Boyle sees NCI’s caBIG data integration project as a perfect example of a big data effort that turned into a costly flop.
“[CaBIG] had had admirable goals and seemed workable in theory, but in the end it was too complicated to use. Crucially, caBIG relied on standardized data formats, which called for standardized experiments. Its one-size-fits-all approach fit nearly nobody,” he explains.
An ideal system would handle the storage, provide “common and secure access methods,” allow for linking, annotation, and querying to retrieve information. It also would be able to work with data from different locations, such as remote servers, on laptops, in databases, on different machines, and in a range of formats, spreadsheets, and file types.
Currently, that that system does not exist, and most academic organizations have been developing their own models and systems, which makes it hard to connect them for collaborations.

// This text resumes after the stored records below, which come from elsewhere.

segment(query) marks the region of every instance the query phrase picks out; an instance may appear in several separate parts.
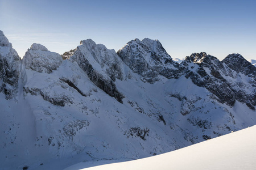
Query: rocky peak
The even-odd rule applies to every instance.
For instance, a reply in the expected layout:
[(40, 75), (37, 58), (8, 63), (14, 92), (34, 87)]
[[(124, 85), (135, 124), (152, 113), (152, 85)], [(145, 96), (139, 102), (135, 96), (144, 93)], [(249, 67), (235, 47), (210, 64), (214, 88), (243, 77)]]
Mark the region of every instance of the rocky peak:
[(20, 58), (0, 31), (0, 92), (6, 99), (14, 98), (18, 91)]
[(205, 52), (201, 52), (200, 53), (194, 53), (189, 57), (186, 57), (185, 59), (186, 61), (191, 61), (194, 63), (201, 63), (204, 59), (207, 57), (207, 54)]
[(11, 43), (9, 42), (9, 41), (3, 34), (3, 32), (0, 30), (0, 46), (5, 46), (10, 45)]
[(60, 54), (48, 51), (44, 46), (35, 43), (28, 49), (22, 59), (26, 69), (47, 73), (56, 70), (62, 61)]
[(240, 54), (229, 54), (221, 62), (237, 72), (256, 76), (256, 67)]
[(122, 103), (122, 95), (115, 84), (115, 79), (126, 78), (124, 65), (114, 50), (91, 39), (80, 41), (71, 59), (76, 61), (90, 79), (110, 96)]
[(158, 40), (136, 39), (128, 42), (117, 54), (144, 82), (153, 83), (161, 76), (168, 79), (179, 76), (179, 64), (172, 61)]

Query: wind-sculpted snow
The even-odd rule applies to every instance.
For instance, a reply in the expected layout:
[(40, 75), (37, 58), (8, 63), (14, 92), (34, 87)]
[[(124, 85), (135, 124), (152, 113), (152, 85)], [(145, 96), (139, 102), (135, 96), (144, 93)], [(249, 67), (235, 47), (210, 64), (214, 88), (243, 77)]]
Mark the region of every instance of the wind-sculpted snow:
[(18, 92), (20, 63), (17, 52), (0, 31), (0, 92), (6, 99), (14, 97)]
[(56, 70), (62, 61), (60, 54), (51, 52), (44, 46), (35, 43), (26, 52), (22, 60), (26, 69), (47, 73)]
[(172, 60), (158, 40), (136, 39), (130, 41), (117, 54), (142, 80), (150, 83), (159, 80), (161, 76), (177, 78), (182, 69)]
[[(64, 61), (34, 44), (20, 67), (10, 44), (0, 46), (1, 168), (142, 158), (255, 124), (253, 71), (245, 75), (205, 53), (179, 65), (148, 39), (129, 42), (119, 53), (127, 58), (81, 42)], [(7, 87), (15, 99), (5, 99)]]

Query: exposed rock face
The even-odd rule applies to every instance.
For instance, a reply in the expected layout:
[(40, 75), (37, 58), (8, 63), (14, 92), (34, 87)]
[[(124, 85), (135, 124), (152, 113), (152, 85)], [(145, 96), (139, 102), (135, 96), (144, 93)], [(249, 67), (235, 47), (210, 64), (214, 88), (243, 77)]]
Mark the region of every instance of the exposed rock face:
[(20, 63), (17, 52), (0, 31), (0, 92), (6, 99), (13, 98), (17, 93)]
[(72, 50), (70, 50), (69, 52), (66, 52), (64, 53), (63, 54), (61, 55), (62, 57), (62, 58), (63, 60), (69, 59), (70, 57), (73, 56), (73, 54), (74, 54), (74, 52), (75, 50), (76, 50), (76, 49), (72, 49)]
[(222, 62), (237, 73), (240, 72), (245, 75), (256, 78), (255, 67), (240, 54), (229, 54)]
[(19, 69), (1, 37), (1, 168), (141, 158), (255, 124), (255, 71), (239, 54), (193, 53), (179, 64), (157, 40), (131, 41), (120, 57), (87, 40), (64, 61), (34, 44)]
[(221, 103), (233, 106), (237, 100), (255, 109), (255, 97), (252, 92), (256, 90), (255, 68), (240, 54), (229, 55), (220, 62), (206, 53), (193, 53), (183, 64), (187, 66), (186, 78), (205, 87)]
[(51, 73), (59, 67), (63, 59), (58, 53), (51, 52), (44, 46), (34, 43), (26, 52), (22, 61), (27, 69)]
[(174, 62), (158, 40), (136, 39), (128, 42), (117, 54), (142, 80), (150, 83), (159, 80), (160, 76), (177, 78), (182, 69)]
[(90, 79), (110, 96), (122, 103), (123, 95), (117, 90), (115, 79), (126, 78), (122, 61), (114, 50), (96, 44), (90, 39), (81, 41), (71, 57)]

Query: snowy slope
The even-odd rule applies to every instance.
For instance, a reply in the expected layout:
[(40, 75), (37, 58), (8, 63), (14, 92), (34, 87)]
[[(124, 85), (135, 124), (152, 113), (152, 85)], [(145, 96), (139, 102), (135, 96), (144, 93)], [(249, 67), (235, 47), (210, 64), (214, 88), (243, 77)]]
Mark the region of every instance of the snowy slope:
[(250, 62), (250, 63), (251, 63), (251, 64), (253, 65), (254, 65), (254, 66), (256, 67), (256, 60), (250, 60), (248, 61)]
[(255, 75), (246, 62), (195, 54), (179, 65), (148, 39), (127, 43), (122, 57), (92, 40), (65, 60), (40, 44), (21, 61), (11, 46), (3, 47), (1, 63), (11, 71), (0, 70), (2, 89), (15, 90), (8, 100), (7, 90), (0, 92), (4, 169), (143, 158), (256, 124)]
[[(255, 133), (254, 126), (160, 155), (82, 169), (254, 169)], [(65, 169), (80, 169), (88, 164), (81, 163)]]
[(181, 60), (177, 58), (174, 58), (172, 59), (172, 60), (176, 62), (177, 62), (179, 63), (180, 63), (183, 61), (184, 61), (185, 58), (182, 58)]

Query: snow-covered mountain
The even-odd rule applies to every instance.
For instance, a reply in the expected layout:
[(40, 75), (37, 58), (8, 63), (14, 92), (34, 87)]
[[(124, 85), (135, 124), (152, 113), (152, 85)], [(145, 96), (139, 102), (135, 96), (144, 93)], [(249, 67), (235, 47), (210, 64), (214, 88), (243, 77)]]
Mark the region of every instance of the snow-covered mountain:
[(256, 67), (256, 60), (250, 60), (248, 61), (250, 62), (253, 65)]
[[(109, 160), (81, 162), (65, 170), (254, 169), (255, 133), (254, 126), (160, 155), (112, 164)], [(97, 166), (100, 164), (108, 164)], [(86, 167), (93, 167), (83, 169)]]
[(182, 61), (185, 60), (185, 58), (182, 58), (181, 60), (177, 58), (174, 58), (172, 59), (174, 61), (177, 62), (178, 63), (180, 63)]
[(115, 53), (86, 40), (62, 56), (33, 44), (20, 60), (2, 32), (0, 45), (4, 169), (142, 158), (256, 124), (256, 68), (238, 54), (179, 64), (158, 40)]

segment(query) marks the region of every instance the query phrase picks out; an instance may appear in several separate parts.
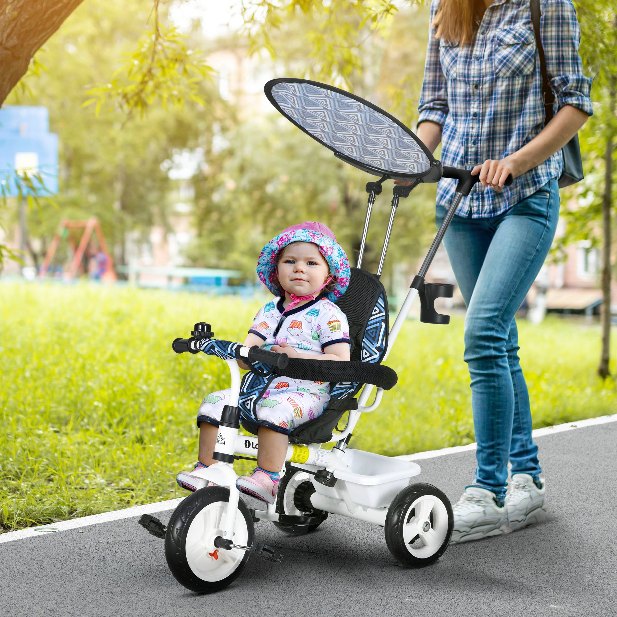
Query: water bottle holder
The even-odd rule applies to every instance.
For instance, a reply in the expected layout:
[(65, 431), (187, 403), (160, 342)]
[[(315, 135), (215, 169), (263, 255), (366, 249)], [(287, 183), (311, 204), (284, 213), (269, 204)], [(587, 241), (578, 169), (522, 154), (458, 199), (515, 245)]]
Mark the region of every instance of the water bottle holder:
[(442, 315), (435, 310), (437, 298), (451, 298), (454, 286), (445, 283), (425, 283), (418, 291), (420, 297), (420, 321), (424, 323), (450, 323), (450, 315)]

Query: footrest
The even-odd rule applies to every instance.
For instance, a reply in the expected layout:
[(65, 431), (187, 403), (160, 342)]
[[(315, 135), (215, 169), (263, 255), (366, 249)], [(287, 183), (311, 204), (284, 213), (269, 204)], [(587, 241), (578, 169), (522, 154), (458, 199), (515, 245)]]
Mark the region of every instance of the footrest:
[(260, 542), (253, 542), (251, 552), (259, 555), (267, 561), (271, 561), (273, 563), (280, 563), (283, 560), (283, 555), (278, 550), (267, 544), (262, 544)]
[(284, 525), (318, 525), (323, 520), (317, 516), (303, 516), (295, 514), (280, 514), (278, 522)]
[(157, 538), (165, 537), (165, 531), (167, 528), (167, 525), (164, 525), (158, 518), (151, 516), (149, 514), (144, 514), (137, 522), (149, 534), (152, 534), (152, 536), (155, 536)]

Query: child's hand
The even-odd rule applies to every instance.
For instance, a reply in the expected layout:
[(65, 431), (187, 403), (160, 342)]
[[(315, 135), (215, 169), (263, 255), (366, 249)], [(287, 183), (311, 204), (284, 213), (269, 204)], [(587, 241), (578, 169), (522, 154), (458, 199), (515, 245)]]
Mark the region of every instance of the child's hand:
[(297, 358), (298, 352), (296, 347), (288, 345), (287, 343), (281, 342), (280, 345), (273, 345), (272, 351), (276, 352), (277, 354), (286, 354), (290, 358)]

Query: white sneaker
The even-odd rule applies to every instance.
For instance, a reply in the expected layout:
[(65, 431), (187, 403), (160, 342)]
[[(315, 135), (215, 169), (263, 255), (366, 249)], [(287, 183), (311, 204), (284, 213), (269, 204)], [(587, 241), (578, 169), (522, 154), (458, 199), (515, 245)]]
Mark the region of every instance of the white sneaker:
[(505, 507), (495, 502), (495, 494), (479, 486), (468, 486), (452, 506), (454, 527), (450, 544), (508, 533)]
[(515, 473), (510, 481), (505, 496), (505, 509), (510, 531), (523, 529), (536, 523), (546, 520), (544, 497), (546, 482), (540, 481), (542, 487), (538, 488), (534, 479), (528, 473)]

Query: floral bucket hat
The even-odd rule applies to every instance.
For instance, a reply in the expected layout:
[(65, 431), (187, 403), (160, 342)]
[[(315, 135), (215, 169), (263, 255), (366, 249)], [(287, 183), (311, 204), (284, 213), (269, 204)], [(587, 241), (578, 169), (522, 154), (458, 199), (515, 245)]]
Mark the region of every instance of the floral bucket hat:
[(288, 227), (263, 247), (257, 260), (257, 275), (263, 284), (275, 296), (284, 294), (276, 276), (276, 261), (279, 253), (292, 242), (310, 242), (317, 245), (336, 283), (331, 291), (325, 292), (326, 297), (331, 302), (340, 298), (349, 286), (349, 260), (336, 241), (332, 230), (323, 223), (314, 221), (305, 221)]

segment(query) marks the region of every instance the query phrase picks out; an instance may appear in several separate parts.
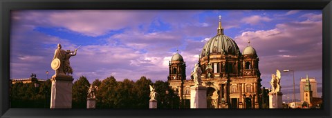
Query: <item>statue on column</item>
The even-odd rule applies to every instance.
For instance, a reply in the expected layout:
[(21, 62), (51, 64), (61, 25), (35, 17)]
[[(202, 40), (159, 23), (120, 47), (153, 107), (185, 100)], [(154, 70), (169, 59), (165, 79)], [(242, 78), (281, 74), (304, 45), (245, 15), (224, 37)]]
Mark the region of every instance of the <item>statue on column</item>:
[(277, 70), (276, 75), (272, 74), (270, 83), (272, 87), (272, 92), (279, 92), (282, 87), (280, 86), (280, 79), (282, 78), (280, 71)]
[(54, 57), (50, 63), (52, 69), (55, 70), (55, 75), (73, 74), (73, 68), (70, 66), (69, 59), (71, 56), (76, 55), (78, 48), (73, 52), (71, 50), (66, 51), (62, 50), (60, 43), (57, 44), (57, 49), (54, 52)]
[(150, 100), (156, 100), (156, 95), (157, 92), (154, 90), (154, 86), (150, 86)]
[(201, 68), (199, 66), (198, 63), (195, 64), (195, 68), (194, 68), (194, 70), (192, 72), (191, 75), (194, 77), (194, 86), (199, 86), (202, 85), (201, 79), (201, 74), (202, 74), (202, 70), (201, 70)]
[(90, 85), (90, 87), (86, 86), (89, 88), (88, 90), (88, 98), (95, 98), (95, 91), (98, 90), (98, 87), (96, 86)]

“The situation is as unworkable as if every lab in the country had decided to devise its own (poor) document-editing software,” Boyle says.
The solution, as he sees it, is that life sciences data management systems probably should be developed by the life sciences community.
One place to start, he says, is by taking three lessons from the failures of the past.
Data are dynamic, they are going to change, and come in range of formats, so a useful system has to be flexible and updatable.
New systems also should offer benefits to investigators but also be painless for them, meaning easy to use, he urges. Boyle also says such systems should be developed with a focus on the need to find workable solutions to the problems, “and not by a desire to make the problem fit the latest fashionable technology.”